Christmas has always been my absolute favorite time of year. The lights, the music, the chaos in stores, the smell of cinnamon pinecones the second you walk into Walmart — I swear the holidays flip a little switch inside me. I’m the girl who starts humming Christmas music in October and has zero shame about it.
But loving Christmas hits different when the person who is your home… isn’t home.
Every year, as soon as the decorations show up in stores, the world starts buzzing with that “warm fuzzy family season.” And there I am, DeAnna — the prison wife — trying to hold it together while everyone else is taking holiday photos in matching pajamas. Meanwhile, I’m over here making sure my husband has money on the books so he can buy ramen and instant coffee, praying the CO doesn’t shut the phone off before he calls, and hanging onto a fifteen-minute conversation like it’s a lifeline. Because honestly… it is.
Nobody warns you how the holidays hit when your person is locked up.
Nobody tells you how heavy the air feels when the house goes quiet.
Nobody prepares you for the ache that settles in your chest when you see couples out shopping for trees while you’re sitting there thinking, God, I hope he gets to shower today.
That’s the thing about being a prison wife during the holidays — it’s joy and grief elbowing each other for space. It’s wanting to decorate but also wanting to crawl under a blanket and cry. It’s being proud of your strength but exhausted from having to be strong all the damn time.
But let me say this loud and clear for every woman walking this road with me:
You are not alone.
You are not invisible.
You are not weak or foolish or “waiting for nothing.”
You are a warrior in lipstick and Christmas pajamas, fighting battles most people couldn’t survive for a week.
We are the women who love deep, pray hard, and keep showing up even when our hearts feel like they’re being stretched across barbed wire. We carry hope like it’s oxygen. We answer every call, write every letter, hold every tear inside until it’s safe to let it out. We anchor our men in a world that keeps trying to sink them.
And trust me — that matters.
To all the prison wives reading this:
It’s okay if Christmas hurts.
It’s okay if you don’t feel merry.
It’s okay if you’re decorating the tree with one hand and wiping tears with the other.
It’s okay if the only gift you want is a hug you can’t have right now.

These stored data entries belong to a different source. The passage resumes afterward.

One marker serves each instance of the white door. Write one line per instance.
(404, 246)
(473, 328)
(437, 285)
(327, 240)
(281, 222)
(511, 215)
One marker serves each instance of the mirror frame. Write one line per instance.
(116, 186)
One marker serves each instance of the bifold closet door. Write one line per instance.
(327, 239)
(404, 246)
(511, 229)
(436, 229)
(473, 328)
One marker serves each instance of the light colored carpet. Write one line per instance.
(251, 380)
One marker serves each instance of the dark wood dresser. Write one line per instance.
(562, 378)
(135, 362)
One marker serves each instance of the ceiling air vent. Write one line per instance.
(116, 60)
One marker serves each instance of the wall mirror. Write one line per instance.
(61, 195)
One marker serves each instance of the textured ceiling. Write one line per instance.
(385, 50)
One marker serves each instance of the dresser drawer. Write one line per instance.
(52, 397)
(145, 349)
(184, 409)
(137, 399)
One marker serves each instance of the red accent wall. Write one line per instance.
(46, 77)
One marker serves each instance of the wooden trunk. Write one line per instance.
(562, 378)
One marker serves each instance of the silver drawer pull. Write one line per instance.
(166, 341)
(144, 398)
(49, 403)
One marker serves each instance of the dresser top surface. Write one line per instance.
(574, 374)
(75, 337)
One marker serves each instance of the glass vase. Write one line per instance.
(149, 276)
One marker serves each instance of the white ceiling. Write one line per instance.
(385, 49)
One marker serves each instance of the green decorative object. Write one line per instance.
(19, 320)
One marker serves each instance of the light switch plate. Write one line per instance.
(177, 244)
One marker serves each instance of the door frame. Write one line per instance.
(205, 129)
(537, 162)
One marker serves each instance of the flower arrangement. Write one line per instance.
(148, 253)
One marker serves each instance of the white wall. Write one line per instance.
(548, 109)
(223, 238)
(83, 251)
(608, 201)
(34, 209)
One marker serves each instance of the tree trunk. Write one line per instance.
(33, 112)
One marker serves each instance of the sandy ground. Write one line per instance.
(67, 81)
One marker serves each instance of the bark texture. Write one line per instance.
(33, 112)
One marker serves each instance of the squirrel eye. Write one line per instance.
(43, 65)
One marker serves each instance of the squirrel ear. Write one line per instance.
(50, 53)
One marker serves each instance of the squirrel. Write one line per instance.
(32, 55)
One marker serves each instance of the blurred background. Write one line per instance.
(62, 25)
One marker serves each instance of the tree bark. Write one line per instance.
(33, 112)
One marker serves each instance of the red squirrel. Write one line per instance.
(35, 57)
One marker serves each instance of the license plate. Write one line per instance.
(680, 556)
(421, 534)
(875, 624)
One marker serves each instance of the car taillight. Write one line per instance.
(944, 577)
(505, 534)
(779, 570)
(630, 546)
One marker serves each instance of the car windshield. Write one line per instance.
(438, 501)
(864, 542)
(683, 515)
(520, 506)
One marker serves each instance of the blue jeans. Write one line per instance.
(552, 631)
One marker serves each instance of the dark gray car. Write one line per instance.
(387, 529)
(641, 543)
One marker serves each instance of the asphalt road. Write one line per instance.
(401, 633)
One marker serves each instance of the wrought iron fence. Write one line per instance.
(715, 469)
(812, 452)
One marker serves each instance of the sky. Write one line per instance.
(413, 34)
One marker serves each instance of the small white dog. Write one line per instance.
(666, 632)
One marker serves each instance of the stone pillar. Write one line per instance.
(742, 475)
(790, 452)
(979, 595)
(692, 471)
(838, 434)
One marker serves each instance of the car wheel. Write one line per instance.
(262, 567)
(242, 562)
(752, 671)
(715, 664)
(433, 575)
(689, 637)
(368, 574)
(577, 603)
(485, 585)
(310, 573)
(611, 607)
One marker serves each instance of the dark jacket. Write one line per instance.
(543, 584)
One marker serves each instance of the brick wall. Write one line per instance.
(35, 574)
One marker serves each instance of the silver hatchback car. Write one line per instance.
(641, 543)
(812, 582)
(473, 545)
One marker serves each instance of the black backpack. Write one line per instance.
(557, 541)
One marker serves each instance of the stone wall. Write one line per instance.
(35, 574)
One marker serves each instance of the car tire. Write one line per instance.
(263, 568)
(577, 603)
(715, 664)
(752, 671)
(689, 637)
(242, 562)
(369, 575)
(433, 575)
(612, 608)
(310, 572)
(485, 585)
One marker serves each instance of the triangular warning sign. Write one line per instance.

You don’t have to pretend you’re okay just because the world expects holiday cheer.
This season, give yourself permission to be human.

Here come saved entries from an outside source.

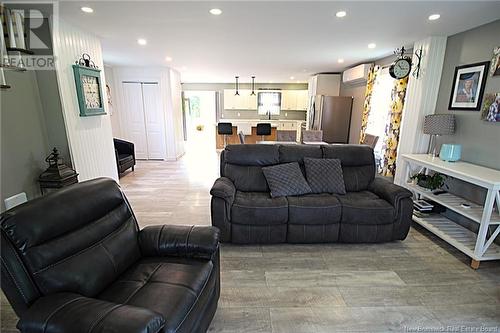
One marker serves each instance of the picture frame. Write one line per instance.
(469, 82)
(89, 91)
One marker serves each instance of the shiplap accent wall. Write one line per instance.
(90, 138)
(421, 99)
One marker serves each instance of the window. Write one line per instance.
(269, 102)
(380, 111)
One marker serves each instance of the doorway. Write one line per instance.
(200, 121)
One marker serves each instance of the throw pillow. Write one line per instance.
(324, 175)
(286, 180)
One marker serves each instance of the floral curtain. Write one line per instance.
(393, 127)
(372, 75)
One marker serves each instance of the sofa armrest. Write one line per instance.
(224, 188)
(182, 241)
(388, 191)
(68, 312)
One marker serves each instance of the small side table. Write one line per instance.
(47, 184)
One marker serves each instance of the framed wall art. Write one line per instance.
(468, 86)
(89, 90)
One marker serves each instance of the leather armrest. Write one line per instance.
(67, 312)
(182, 241)
(224, 188)
(388, 191)
(124, 147)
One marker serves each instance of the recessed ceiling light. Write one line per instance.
(87, 10)
(342, 13)
(434, 17)
(215, 11)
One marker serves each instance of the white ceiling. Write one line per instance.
(272, 40)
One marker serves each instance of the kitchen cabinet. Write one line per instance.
(294, 100)
(245, 101)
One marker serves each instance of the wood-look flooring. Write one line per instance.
(420, 283)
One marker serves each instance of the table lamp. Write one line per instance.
(436, 125)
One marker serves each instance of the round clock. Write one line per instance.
(400, 68)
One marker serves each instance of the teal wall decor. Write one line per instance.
(89, 90)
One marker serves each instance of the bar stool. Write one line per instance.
(263, 129)
(225, 129)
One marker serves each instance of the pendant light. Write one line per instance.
(237, 86)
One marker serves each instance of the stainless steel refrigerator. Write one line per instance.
(332, 115)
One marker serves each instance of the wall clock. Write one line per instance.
(89, 90)
(401, 68)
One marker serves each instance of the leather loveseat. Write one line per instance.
(75, 261)
(372, 210)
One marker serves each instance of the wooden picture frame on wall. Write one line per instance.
(469, 82)
(89, 91)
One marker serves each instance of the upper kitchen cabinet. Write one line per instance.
(243, 101)
(294, 100)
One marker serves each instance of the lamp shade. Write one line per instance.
(439, 124)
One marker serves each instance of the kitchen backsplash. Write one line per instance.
(252, 114)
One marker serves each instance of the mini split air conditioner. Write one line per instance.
(356, 75)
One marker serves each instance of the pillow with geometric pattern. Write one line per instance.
(286, 180)
(325, 175)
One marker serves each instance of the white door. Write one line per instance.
(153, 116)
(134, 116)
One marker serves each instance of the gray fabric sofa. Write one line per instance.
(372, 210)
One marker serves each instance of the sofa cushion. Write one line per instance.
(256, 208)
(247, 178)
(365, 207)
(314, 209)
(167, 285)
(324, 175)
(358, 164)
(285, 180)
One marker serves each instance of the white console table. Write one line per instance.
(479, 247)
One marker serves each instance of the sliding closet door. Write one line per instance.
(134, 116)
(154, 120)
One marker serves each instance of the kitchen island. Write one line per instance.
(249, 128)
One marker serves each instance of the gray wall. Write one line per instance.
(479, 139)
(24, 139)
(248, 114)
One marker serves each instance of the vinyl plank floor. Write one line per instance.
(421, 282)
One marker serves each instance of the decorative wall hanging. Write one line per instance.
(401, 67)
(495, 62)
(88, 87)
(468, 86)
(236, 86)
(491, 108)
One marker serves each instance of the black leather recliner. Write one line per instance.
(124, 154)
(373, 210)
(76, 261)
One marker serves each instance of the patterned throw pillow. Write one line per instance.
(286, 180)
(324, 175)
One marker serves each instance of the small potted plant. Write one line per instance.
(431, 182)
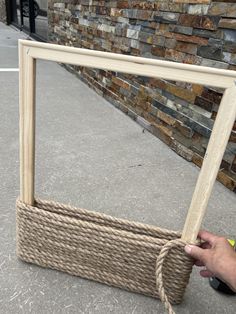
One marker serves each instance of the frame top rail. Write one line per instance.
(130, 64)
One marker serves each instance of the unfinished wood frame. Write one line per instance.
(30, 51)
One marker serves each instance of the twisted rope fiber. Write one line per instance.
(121, 253)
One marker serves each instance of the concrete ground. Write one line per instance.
(91, 155)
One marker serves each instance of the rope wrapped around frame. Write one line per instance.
(133, 256)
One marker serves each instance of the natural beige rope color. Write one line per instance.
(121, 253)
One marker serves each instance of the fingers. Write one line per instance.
(207, 236)
(199, 263)
(205, 245)
(206, 273)
(196, 252)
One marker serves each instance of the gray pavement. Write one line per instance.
(91, 155)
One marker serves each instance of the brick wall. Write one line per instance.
(2, 11)
(180, 114)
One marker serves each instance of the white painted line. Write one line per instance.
(9, 70)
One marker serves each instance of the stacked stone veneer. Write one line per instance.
(199, 32)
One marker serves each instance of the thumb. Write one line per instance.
(195, 251)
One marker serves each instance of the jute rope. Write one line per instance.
(118, 252)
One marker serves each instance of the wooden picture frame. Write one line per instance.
(30, 51)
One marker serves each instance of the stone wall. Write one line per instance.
(2, 11)
(202, 32)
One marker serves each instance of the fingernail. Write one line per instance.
(188, 248)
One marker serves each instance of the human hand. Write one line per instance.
(218, 257)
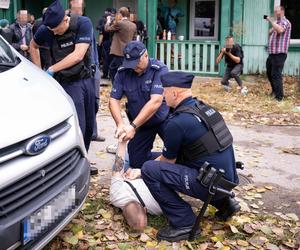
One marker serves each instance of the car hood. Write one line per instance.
(30, 103)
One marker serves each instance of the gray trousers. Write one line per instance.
(233, 73)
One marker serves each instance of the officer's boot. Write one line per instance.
(227, 207)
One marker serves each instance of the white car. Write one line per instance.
(44, 172)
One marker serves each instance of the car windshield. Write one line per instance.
(7, 58)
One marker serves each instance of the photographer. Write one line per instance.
(278, 45)
(124, 32)
(234, 59)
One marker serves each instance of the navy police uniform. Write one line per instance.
(78, 80)
(138, 90)
(164, 180)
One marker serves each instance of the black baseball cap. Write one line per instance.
(132, 54)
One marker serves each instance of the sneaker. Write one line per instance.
(112, 149)
(226, 88)
(229, 207)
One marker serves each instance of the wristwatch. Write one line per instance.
(133, 125)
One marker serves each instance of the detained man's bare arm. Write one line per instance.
(35, 53)
(145, 114)
(118, 166)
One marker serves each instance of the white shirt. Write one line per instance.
(121, 193)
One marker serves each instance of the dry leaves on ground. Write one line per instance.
(101, 226)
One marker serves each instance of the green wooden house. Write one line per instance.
(197, 50)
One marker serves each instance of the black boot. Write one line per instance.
(228, 208)
(175, 234)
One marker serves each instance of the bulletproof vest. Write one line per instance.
(218, 137)
(63, 45)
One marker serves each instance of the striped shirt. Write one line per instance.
(279, 42)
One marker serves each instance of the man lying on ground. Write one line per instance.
(132, 196)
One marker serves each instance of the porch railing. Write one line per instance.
(190, 56)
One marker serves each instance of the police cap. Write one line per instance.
(177, 79)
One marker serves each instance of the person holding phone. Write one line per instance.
(234, 55)
(278, 45)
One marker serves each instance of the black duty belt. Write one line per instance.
(136, 194)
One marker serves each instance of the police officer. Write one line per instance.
(70, 38)
(188, 144)
(139, 80)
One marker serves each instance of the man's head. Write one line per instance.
(177, 87)
(172, 3)
(22, 17)
(4, 23)
(135, 215)
(229, 42)
(135, 56)
(77, 7)
(55, 18)
(279, 11)
(124, 12)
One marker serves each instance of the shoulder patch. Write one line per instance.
(155, 66)
(121, 69)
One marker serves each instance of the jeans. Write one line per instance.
(233, 72)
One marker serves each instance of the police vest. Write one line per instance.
(63, 45)
(218, 137)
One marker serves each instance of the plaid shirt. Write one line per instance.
(279, 42)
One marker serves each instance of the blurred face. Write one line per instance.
(170, 97)
(278, 13)
(143, 63)
(62, 27)
(229, 43)
(77, 7)
(23, 18)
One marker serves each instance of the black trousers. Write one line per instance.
(275, 64)
(116, 62)
(233, 72)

Light a candle for your man.
Hang a stocking for him.
Write him a letter full of all your hopes for next year.
Let yourself smile when he crosses your mind, even if it aches.
And remember this:
Every day that passes brings you one day closer to him coming home.
For the women who are new to this life — welcome to a sisterhood built out of grit, prayer, and unconditional love. Here, nobody questions your loyalty or your sanity. We get it. We know the strength it takes to love someone society says you shouldn’t. We know the nights you cry yourself to sleep and still wake up the next morning determined to be his peace.
For the women who’ve been walking this path for years — I see you. I’m right there with you. The world doesn’t understand how your heart can break and still beat so fiercely, but I do.
So this Christmas, let’s take care of each other.
Share the little victories — the surprise call, the sweet letter, the “I miss you” that felt like a hug.
Celebrate the moments that give us just enough strength to make it through another day.
And when the hard days hit — the ones that punch you in the chest and steal your breath — reach out. Lean on your sisters. Let someone remind you that you’re not carrying this weight alone.
Because we’re all walking this road together. Our men may be behind walls, but our love isn’t. Our connection isn’t.
Love stretches farther than bars, gates, chains, and miles.
Love doesn’t have a release date.
Love finds a way — every damn time.
This year, I’m holding on to hope like it’s the star at the top of my tree. Hope in my husband. Hope in our future. Hope in the day he walks out of that gate and I get my Christmas back — the real one, the one with him in it.
Until then, I’m choosing to stay soft, stay strong, and keep loving him loudly.
To all my sisters:
You are powerful.
You are loved.
You are doing something most people could never handle — and you’re doing it with grace and grit.
I’m sending hugs, prayers, and holiday strength to each of you. And from one prison wife to another:
We’ve got this. And love will bring them home.